Crist, the Florida Democratic Party, and national Democratic political arms also didn't put up much of a fight, Bruesewitz said.
"Ron has never been tested," he said.
Should DeSantis enter the 2024 contest, other GOP candidates are more likely to pile onto him as the runner up so they can try to get head-to-head with first-place Trump. What will it look like when millions of opposition research and ads go into attacking the Florida governor?
As for Trump, it's widely accepted that his MAGA base isn't going anywhere. Trump invokes a "deep-rooted personal connection," Nunberg said. "It's something you rarely see." They've followed him through numerous personal, legal, and political scandals, and perhaps even a pending indictment.
"He has a base that's unquestioned, that has stuck with him through thick and thin for the past six years," Ballard said.

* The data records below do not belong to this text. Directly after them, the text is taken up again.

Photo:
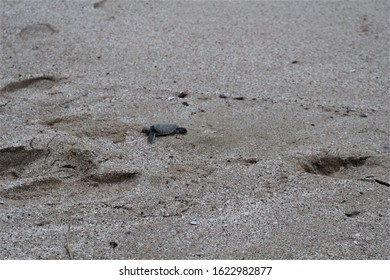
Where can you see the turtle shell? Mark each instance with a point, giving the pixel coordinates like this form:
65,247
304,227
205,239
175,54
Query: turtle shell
164,128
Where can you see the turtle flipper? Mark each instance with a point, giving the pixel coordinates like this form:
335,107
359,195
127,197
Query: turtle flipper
151,136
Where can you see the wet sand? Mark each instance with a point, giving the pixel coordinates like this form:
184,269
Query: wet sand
286,106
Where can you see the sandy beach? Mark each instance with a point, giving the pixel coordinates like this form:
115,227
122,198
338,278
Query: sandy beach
286,106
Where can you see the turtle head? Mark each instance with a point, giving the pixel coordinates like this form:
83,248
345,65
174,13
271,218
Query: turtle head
181,130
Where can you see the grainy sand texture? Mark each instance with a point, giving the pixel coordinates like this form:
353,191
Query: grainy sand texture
286,104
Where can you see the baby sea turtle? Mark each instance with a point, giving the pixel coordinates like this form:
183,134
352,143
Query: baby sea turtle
162,129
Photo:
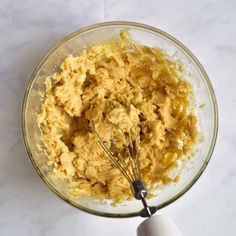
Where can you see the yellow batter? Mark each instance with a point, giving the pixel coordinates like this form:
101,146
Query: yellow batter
119,84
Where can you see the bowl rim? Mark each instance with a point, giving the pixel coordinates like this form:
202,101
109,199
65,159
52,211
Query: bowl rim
135,25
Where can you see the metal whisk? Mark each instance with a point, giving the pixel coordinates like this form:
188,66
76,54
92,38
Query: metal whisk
132,174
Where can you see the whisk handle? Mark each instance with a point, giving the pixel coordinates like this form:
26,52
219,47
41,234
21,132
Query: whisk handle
158,226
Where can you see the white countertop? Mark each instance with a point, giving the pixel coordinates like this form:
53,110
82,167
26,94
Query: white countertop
27,31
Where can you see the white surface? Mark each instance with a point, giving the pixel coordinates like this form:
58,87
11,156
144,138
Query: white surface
29,28
158,225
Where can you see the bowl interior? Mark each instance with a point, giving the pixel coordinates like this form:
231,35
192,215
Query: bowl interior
149,36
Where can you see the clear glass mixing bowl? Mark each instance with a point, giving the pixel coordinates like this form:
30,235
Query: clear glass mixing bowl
149,36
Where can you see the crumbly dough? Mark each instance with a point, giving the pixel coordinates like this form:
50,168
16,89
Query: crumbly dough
119,85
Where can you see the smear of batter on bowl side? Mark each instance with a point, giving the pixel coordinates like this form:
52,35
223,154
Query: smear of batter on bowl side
123,84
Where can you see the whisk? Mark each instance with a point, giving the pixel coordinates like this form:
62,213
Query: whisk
132,174
152,226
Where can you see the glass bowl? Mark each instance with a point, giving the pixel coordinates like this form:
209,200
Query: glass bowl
149,36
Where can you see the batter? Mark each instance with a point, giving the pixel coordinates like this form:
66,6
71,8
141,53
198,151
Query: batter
116,85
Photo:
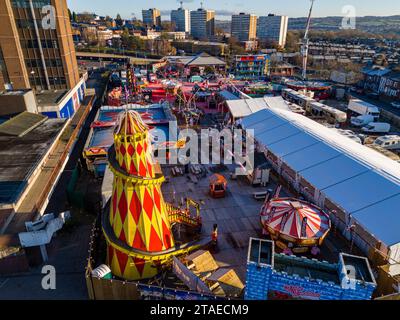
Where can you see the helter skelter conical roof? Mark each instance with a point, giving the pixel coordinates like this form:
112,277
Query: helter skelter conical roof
130,123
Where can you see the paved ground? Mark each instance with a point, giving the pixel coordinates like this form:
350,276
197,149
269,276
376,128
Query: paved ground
69,260
237,215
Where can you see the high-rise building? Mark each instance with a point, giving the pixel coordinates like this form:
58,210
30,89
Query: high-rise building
181,19
244,26
273,28
152,17
202,23
36,45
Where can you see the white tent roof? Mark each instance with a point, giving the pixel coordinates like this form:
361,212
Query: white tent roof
361,180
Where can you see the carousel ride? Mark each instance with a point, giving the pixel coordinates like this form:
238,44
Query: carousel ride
137,222
131,92
295,225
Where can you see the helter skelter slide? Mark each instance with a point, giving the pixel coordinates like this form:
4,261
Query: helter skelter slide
137,222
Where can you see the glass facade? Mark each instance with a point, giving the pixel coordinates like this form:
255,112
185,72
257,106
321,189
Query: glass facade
40,46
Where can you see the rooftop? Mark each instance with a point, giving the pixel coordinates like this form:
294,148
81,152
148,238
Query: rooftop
50,97
20,156
21,124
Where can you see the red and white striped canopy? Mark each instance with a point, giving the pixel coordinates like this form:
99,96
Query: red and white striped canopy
297,219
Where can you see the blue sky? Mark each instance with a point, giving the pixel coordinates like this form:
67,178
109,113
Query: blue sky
224,8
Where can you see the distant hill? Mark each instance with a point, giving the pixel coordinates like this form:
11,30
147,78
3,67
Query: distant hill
372,24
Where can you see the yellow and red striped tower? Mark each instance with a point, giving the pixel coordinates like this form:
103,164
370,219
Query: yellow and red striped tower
136,227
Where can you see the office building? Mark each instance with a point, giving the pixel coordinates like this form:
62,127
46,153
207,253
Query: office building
244,26
152,17
273,28
202,23
36,53
181,19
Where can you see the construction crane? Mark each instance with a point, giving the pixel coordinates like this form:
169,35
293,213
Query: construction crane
305,43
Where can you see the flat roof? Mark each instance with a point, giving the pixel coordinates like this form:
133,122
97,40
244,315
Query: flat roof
19,157
50,97
365,183
21,124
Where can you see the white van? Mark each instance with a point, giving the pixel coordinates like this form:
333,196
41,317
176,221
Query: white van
360,108
376,127
390,142
361,121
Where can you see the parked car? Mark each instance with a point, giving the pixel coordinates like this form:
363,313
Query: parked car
376,127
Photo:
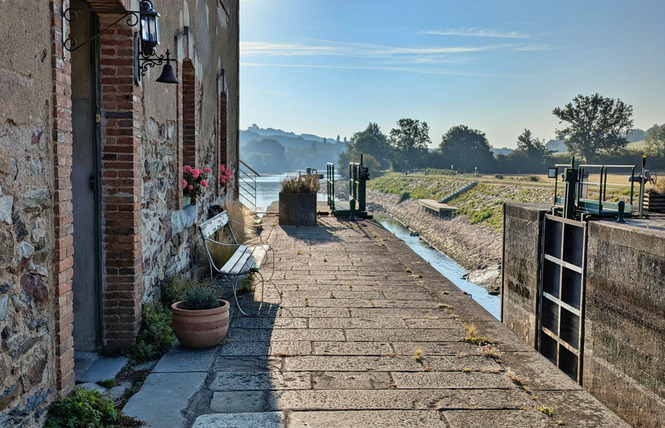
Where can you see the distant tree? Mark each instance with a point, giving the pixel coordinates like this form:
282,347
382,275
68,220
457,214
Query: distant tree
655,141
267,155
531,155
596,125
409,142
371,141
466,149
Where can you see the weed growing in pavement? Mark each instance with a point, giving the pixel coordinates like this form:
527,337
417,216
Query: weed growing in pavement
472,338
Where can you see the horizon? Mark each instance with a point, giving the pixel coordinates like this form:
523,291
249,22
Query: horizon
319,68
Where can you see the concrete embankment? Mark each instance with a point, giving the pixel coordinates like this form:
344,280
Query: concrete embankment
475,248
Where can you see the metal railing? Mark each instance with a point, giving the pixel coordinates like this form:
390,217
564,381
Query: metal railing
247,185
330,186
583,189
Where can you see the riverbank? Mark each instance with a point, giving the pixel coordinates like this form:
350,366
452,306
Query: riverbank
476,248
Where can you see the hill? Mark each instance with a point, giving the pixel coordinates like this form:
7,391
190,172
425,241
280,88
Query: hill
269,150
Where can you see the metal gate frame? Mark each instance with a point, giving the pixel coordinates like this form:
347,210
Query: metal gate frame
561,290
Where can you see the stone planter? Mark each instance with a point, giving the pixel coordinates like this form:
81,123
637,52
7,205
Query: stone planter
654,202
297,209
200,328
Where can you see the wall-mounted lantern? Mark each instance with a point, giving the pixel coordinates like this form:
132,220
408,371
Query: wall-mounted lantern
145,41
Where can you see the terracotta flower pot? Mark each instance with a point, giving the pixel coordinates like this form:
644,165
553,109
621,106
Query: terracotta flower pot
200,328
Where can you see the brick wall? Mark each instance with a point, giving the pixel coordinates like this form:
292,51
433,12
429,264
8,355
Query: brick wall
121,185
222,149
63,216
189,146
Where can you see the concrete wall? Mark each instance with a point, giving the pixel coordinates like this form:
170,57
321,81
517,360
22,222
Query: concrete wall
624,359
624,348
143,126
521,260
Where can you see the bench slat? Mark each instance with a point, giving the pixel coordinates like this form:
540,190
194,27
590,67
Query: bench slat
244,259
211,226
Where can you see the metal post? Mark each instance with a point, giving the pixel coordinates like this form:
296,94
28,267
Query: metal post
642,180
571,182
621,206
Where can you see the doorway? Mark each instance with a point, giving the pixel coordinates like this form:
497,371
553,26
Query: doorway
85,179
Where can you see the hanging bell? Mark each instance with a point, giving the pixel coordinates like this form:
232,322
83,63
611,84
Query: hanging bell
168,75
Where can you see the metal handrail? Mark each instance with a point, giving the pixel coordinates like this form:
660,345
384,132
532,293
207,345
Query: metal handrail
247,185
330,185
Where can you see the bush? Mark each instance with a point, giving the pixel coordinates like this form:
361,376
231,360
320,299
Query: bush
197,299
86,409
300,184
482,215
403,197
156,336
243,229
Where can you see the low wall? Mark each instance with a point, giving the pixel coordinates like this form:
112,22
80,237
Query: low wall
624,341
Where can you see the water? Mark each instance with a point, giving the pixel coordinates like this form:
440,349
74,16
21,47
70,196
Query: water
267,191
445,265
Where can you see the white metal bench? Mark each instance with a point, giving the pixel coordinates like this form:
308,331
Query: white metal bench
247,258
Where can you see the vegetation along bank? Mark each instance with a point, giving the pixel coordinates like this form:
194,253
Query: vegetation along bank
472,236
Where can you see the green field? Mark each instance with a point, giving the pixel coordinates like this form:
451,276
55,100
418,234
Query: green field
483,203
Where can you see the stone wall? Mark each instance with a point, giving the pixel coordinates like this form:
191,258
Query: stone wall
521,260
624,338
27,326
624,352
146,233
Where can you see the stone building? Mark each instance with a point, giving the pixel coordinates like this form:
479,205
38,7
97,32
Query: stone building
91,158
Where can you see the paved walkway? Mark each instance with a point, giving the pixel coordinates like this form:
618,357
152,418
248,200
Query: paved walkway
367,334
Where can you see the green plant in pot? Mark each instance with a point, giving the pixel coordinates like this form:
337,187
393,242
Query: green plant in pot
297,200
200,319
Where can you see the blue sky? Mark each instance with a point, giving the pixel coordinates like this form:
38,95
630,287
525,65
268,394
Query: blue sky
329,67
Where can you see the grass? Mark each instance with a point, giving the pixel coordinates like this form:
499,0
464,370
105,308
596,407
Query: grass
482,204
473,339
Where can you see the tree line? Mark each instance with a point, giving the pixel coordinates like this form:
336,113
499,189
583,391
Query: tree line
595,129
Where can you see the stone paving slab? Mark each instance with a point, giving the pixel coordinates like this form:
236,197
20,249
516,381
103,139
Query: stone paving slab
386,334
262,381
436,348
368,400
352,348
357,322
367,419
243,322
240,420
453,380
351,380
273,348
387,350
181,359
102,369
163,397
499,419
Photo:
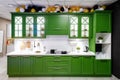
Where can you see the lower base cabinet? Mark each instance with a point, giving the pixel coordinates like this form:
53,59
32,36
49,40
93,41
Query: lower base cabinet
26,63
13,67
58,66
76,65
103,67
88,65
37,67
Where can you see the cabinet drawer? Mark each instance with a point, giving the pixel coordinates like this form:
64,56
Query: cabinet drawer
57,58
57,63
57,70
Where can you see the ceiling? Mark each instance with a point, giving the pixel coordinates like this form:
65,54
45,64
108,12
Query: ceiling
7,6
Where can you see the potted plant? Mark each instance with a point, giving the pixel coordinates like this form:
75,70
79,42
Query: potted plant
85,32
78,49
100,39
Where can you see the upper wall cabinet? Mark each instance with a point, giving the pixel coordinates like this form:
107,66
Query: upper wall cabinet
73,26
18,26
102,21
81,26
57,24
26,25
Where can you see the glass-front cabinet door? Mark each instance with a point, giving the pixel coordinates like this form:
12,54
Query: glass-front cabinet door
84,26
40,26
29,22
73,26
18,28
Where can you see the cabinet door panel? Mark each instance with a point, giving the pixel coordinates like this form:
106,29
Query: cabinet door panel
38,65
103,67
13,65
26,65
57,25
76,65
88,65
103,21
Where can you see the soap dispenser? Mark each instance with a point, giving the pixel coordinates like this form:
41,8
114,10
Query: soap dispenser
86,49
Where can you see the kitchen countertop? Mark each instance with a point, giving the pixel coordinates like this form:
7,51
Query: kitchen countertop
30,53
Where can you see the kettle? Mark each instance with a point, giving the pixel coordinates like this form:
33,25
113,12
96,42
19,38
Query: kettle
86,49
53,51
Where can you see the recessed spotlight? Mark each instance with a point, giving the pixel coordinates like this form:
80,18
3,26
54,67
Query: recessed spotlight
11,5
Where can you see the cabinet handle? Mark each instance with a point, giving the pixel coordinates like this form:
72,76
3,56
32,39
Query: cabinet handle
75,56
25,56
13,56
38,56
57,60
56,68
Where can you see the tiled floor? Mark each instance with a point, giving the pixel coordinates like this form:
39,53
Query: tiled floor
3,75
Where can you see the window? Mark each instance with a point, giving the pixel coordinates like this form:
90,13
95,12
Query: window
18,26
29,26
85,26
74,27
40,26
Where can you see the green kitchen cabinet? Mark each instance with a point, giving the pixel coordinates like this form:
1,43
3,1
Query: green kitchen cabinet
13,65
37,67
57,65
87,65
17,26
76,65
86,25
28,25
57,24
102,21
35,26
102,67
81,25
74,28
26,63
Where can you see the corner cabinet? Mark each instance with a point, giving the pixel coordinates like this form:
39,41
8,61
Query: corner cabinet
103,68
28,25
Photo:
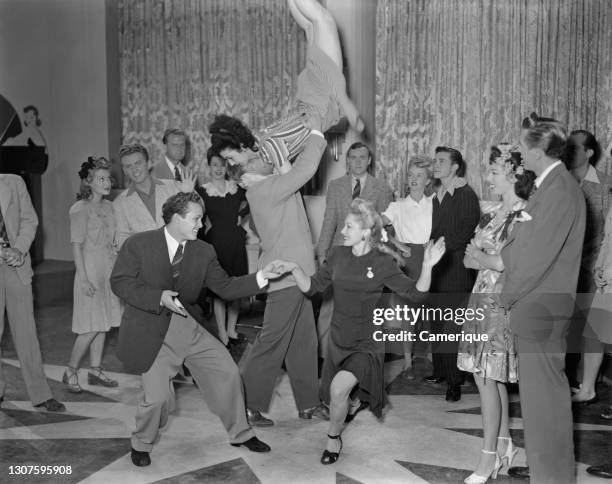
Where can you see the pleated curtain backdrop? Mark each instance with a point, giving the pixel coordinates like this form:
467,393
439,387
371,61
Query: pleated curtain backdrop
463,73
183,61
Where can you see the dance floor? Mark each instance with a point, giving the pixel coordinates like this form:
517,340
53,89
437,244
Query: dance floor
422,439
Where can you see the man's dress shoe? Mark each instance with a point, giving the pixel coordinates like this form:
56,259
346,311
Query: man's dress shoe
603,470
254,445
320,411
453,393
256,419
140,459
519,472
51,405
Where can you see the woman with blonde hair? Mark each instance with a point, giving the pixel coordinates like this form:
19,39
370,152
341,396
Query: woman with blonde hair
410,220
96,309
359,270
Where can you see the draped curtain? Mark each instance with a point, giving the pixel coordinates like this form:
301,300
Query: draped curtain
463,73
183,61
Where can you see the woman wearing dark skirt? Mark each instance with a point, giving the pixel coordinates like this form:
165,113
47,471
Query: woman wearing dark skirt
456,213
225,205
410,219
353,370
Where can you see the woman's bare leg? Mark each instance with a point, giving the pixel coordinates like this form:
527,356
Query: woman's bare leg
321,30
302,21
314,16
219,309
339,391
233,310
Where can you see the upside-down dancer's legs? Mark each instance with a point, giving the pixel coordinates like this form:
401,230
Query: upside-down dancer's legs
320,27
321,30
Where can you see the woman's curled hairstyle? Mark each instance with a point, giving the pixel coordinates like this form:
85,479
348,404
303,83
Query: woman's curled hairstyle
86,174
229,132
525,181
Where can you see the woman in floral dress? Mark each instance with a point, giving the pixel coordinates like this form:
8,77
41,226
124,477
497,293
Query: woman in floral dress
494,362
95,309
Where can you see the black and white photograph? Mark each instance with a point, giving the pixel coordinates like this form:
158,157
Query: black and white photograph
306,241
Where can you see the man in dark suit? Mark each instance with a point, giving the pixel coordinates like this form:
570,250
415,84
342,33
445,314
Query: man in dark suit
542,263
171,167
159,275
340,193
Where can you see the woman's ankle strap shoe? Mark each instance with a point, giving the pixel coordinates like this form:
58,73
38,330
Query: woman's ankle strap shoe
95,376
331,457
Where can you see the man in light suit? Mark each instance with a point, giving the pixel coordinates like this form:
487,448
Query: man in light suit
159,274
18,222
340,193
542,261
139,207
171,167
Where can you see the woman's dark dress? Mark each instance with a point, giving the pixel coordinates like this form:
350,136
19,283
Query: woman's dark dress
358,284
225,235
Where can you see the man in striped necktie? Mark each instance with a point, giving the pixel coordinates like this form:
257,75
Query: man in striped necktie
159,274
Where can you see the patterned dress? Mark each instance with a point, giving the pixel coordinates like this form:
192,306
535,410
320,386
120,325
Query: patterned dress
484,358
93,226
318,87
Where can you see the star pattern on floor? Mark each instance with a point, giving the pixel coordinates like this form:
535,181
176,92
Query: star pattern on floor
93,437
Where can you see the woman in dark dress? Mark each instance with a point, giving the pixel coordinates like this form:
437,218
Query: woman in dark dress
456,213
358,270
225,205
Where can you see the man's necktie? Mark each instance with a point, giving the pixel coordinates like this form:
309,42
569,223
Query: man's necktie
357,189
3,235
176,264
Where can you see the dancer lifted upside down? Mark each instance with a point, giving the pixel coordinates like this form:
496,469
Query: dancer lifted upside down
288,334
353,372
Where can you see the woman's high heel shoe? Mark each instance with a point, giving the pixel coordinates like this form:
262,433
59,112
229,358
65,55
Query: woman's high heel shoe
95,376
510,453
588,401
331,457
477,478
71,380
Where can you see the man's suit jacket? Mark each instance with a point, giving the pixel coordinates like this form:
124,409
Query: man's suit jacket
20,220
161,171
337,203
132,215
140,275
542,259
455,219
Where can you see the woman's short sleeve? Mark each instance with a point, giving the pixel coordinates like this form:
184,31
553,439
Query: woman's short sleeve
78,223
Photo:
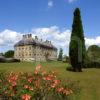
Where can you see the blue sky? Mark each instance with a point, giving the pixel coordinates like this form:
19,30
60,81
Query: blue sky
25,16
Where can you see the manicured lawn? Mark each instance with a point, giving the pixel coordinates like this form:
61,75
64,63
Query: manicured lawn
89,79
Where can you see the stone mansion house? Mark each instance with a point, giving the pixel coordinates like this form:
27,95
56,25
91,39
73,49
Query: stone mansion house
33,49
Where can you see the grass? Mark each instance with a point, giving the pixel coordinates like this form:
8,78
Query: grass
89,79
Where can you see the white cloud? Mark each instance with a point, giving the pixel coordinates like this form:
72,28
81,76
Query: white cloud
70,1
50,3
58,37
9,37
92,41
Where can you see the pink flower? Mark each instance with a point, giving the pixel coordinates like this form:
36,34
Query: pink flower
26,86
30,80
26,97
31,88
38,67
60,89
47,78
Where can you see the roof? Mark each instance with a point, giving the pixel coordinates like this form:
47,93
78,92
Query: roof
35,42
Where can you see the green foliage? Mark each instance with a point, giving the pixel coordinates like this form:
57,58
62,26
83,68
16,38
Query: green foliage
77,50
60,56
9,54
93,57
39,85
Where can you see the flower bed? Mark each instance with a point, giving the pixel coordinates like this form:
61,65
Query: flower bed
38,85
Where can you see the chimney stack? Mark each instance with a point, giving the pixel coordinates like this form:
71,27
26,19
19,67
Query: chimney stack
36,38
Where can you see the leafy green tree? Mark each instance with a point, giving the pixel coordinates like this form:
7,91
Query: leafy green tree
93,53
9,54
60,56
77,49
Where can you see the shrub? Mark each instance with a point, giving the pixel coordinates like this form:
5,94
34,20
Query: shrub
39,85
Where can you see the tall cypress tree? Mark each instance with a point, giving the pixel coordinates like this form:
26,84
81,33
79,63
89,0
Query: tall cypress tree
60,56
77,50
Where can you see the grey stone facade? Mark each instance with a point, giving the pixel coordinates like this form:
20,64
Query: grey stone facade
33,49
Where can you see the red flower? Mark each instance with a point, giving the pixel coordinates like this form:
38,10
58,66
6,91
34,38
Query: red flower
30,80
60,89
38,67
26,97
26,86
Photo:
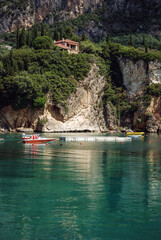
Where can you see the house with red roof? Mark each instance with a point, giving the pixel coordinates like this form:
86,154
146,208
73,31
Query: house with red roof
68,45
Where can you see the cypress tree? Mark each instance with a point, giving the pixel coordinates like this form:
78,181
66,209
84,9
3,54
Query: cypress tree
18,37
28,38
69,32
61,33
144,40
23,37
108,40
34,32
84,37
146,47
131,43
42,30
56,35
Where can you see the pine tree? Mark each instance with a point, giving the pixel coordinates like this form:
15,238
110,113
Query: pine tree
34,32
23,37
131,43
144,40
28,38
108,40
69,32
56,35
61,33
42,30
146,48
18,37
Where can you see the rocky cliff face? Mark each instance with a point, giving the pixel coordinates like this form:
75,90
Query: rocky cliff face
117,15
138,75
83,111
31,11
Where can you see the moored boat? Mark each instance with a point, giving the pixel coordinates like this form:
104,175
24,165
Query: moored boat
136,136
135,133
36,139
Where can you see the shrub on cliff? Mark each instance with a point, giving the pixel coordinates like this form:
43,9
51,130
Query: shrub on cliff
42,42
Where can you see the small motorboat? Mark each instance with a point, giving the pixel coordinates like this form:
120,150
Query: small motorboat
135,133
36,139
136,136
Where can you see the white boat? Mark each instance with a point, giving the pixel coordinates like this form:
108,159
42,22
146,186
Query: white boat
34,139
136,136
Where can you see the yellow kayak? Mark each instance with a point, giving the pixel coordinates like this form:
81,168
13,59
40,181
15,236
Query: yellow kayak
135,133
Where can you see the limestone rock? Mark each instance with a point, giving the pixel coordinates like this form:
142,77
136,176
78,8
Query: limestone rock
138,75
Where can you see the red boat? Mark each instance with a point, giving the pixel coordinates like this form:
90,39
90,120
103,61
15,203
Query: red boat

While a few news outlets have described Trump as "diminished," Ramer from the Republican Accountability Project said it was still possible for the former president to get stronger ahead of the 2024 election. He noticed in focus groups that Republicans were souring a bit on Trump during the Select Committee's hearings about January 6, because it reminded them of all the baggage that came with his presidency. But after the FBI raided Mar-a-Lago, there was a "rally-around-Trump" effect.
Whether it be DeSantis or anyone else, the ex-president is unmatched in getting away with scandals that would torpedo most people's political careers.
"He was a one-of-a-kind politician in our generation," Anuzis said.